5 Jan 2010

the Avatar phenomenon

As myths go, the story of the Avatar is my absolute favourite. If you’ve been reading this blog from the beginning, it should be quite clear why.

Once I understood the basic concept behind the word, my inexplicable experiences had found their context. Or should I say, I realised I wasn’t crazy after all.

Needless to say, I loved James Cameron’s film, Avatar. The story superbly weaves a number of profound themes totally relevant to today, to deliver truly immersive, spectacular entertainment.

What struck me is that Cameron, like George Lucas, seems to have been a student of mythology:
And the only myth that is going to be worth thinking about in the immediate future is one that is talking about the planet, not the city, not these people, but the planet, and everybody on it. [Joseph Campbell, 1904-1987]

‘Avatar’ delivers a broad environmental message by echoing a prime mythology: Man's need to understand himself and his place in the greater scheme of things.

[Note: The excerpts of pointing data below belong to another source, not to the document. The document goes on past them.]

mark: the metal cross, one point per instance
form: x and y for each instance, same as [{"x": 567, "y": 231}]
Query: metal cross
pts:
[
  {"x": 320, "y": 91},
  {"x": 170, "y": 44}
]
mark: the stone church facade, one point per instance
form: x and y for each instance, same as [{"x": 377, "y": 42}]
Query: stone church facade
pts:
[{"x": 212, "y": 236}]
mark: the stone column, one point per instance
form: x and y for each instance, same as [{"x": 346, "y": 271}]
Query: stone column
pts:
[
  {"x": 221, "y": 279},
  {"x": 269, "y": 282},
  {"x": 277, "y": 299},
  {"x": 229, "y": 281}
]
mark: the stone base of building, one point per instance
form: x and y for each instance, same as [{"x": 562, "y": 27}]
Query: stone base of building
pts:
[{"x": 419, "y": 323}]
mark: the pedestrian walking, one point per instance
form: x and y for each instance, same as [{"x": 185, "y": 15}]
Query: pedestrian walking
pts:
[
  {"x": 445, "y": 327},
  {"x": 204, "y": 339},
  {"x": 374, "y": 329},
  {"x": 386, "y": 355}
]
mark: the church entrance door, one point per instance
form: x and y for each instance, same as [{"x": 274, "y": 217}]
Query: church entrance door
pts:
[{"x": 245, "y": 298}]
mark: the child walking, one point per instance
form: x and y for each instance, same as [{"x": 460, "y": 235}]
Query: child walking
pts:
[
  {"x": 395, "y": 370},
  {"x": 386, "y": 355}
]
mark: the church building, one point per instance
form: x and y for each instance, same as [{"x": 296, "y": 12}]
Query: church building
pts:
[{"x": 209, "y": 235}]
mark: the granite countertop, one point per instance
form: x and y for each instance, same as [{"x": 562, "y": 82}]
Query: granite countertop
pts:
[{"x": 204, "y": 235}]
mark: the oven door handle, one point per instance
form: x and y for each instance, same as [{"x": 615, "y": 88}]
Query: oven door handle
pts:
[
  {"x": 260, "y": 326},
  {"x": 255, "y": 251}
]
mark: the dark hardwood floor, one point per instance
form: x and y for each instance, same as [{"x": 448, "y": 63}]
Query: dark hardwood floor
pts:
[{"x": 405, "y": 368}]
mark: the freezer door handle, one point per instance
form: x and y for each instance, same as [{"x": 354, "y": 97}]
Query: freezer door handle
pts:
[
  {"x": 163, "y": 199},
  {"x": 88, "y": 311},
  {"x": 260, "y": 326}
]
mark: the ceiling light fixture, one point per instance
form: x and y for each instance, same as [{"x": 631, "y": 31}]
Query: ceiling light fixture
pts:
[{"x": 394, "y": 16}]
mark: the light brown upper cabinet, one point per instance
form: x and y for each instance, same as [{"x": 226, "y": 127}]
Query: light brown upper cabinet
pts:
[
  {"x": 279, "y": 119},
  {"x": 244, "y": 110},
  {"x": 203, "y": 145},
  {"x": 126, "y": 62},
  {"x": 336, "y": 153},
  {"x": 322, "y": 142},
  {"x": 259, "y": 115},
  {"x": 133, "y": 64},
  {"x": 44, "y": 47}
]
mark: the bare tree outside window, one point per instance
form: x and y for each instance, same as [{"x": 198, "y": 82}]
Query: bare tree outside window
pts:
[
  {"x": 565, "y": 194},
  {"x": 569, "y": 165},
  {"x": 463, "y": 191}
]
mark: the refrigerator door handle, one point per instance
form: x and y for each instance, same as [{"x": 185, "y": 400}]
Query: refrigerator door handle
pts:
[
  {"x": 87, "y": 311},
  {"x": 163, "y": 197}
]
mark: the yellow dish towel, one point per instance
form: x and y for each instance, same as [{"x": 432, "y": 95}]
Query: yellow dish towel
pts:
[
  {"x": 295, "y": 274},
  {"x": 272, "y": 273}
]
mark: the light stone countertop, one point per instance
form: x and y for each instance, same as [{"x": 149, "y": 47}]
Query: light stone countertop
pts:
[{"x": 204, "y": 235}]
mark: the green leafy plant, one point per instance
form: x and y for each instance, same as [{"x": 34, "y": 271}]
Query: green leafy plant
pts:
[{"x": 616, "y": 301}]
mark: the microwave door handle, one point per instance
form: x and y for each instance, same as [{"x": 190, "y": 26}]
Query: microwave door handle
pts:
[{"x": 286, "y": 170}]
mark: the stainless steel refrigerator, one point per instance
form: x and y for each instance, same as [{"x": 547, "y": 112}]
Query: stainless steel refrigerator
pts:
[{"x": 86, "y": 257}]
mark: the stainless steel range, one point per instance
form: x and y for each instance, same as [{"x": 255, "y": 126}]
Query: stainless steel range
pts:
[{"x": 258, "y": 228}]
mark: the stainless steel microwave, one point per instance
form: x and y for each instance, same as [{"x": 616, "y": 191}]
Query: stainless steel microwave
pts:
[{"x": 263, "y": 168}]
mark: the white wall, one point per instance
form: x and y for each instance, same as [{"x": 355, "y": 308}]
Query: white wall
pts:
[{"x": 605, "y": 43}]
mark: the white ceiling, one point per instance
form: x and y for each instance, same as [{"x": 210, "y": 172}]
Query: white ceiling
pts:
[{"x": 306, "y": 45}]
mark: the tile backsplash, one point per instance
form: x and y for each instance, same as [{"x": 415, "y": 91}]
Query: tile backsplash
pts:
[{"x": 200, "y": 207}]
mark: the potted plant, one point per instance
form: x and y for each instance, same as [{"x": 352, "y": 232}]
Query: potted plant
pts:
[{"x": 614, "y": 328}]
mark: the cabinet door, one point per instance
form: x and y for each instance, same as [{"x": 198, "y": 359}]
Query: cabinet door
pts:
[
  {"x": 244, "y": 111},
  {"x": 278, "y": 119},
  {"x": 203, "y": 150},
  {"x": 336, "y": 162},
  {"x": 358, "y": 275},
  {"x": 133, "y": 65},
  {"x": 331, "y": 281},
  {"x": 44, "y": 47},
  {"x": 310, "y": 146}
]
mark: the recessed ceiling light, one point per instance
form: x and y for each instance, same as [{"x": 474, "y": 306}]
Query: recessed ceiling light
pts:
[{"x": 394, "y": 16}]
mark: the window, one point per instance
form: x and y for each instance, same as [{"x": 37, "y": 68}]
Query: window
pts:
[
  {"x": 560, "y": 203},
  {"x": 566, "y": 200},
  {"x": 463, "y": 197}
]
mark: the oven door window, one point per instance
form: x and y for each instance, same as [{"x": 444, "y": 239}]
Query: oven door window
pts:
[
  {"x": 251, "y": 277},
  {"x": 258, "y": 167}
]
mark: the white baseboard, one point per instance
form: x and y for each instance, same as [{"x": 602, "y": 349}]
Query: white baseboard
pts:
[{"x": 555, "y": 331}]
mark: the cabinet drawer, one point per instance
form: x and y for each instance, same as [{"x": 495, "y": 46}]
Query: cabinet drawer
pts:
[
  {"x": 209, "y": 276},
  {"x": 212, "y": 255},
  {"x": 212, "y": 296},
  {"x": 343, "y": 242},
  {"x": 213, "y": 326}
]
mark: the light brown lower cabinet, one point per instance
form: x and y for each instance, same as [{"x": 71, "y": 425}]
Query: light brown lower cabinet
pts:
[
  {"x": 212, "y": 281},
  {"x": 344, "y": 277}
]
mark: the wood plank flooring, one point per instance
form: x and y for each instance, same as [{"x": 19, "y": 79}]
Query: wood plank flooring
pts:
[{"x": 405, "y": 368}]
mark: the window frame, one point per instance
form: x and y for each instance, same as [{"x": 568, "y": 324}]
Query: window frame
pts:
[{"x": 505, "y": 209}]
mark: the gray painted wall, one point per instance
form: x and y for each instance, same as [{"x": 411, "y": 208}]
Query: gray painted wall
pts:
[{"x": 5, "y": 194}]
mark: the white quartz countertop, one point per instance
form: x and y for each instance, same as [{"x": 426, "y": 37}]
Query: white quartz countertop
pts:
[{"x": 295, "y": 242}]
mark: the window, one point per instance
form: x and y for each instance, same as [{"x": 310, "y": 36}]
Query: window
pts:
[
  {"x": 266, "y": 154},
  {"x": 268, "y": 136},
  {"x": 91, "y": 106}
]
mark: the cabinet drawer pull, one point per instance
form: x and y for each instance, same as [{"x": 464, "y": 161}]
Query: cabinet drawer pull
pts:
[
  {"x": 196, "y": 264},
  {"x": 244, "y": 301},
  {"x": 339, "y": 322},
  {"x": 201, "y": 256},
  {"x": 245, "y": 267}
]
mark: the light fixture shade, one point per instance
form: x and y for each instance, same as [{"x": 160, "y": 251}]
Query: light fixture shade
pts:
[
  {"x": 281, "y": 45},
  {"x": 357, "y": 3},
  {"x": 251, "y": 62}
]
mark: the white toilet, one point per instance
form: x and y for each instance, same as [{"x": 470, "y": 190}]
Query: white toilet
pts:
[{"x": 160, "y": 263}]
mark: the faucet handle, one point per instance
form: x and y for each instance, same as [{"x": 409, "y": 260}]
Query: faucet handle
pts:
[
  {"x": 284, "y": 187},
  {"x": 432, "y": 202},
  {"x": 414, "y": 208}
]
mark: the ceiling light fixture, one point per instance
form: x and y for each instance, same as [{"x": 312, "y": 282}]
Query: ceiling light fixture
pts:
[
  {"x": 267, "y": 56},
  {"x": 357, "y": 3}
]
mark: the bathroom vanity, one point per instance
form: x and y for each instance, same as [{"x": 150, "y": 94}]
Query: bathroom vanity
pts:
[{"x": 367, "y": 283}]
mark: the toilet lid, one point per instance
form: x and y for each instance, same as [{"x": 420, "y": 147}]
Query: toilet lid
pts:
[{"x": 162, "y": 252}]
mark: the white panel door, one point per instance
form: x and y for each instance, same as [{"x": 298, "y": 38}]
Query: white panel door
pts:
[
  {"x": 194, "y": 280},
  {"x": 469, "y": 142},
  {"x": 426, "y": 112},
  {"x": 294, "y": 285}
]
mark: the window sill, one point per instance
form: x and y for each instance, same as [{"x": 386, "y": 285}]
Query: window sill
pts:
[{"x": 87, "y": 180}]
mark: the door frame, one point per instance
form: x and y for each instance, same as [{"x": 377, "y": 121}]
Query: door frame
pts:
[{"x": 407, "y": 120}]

It's title and story reference an ancient Sanskrit word meaning, "to cross over". That is, to deliberately descend the soul - assumed to be a self-aware conscious energy - into a life-form in a different dimension to experience and contribute to that life-form’s reality.

The simple act of consciousness projecting into another dimension defines the concept. The consciousness becomes the Avatar.

We're replicating the myth not just in new versions of the story, but also in virtual worlds like Second Life (SL), Blue Mars (BM) and various 3D games.

However, I don't agree that all virtual worlds are quite games. A game, by definition, is a structured activity with a specific goal and rules. The only limitations imposed in virtual worlds like SL and BM, are those of technology and people's imaginations.

Like life, the only purpose of the 'game' is to learn how to play. They help us remember who we truly are - the All of the One.

The need to connect with other soul-nodes is an innate one. The Social Networking phenomenon is a clear indicator that there are not only people looking for answers in the heavens to understand the human place, but that souls are looking toward each other to understand their spiritual place. In the end, we're not human beings on a spiritual journey, we are spiritual beings on a human journey.

The film’s box office ultimately confirms the audience’s need to immerse in this kind of mythology. After all, it is the story of who we are.

The ancients – the ones who came up with (or are represented in) the story of the Avatar myth – called this age, the one we live in, The End Times, the time of Awakening.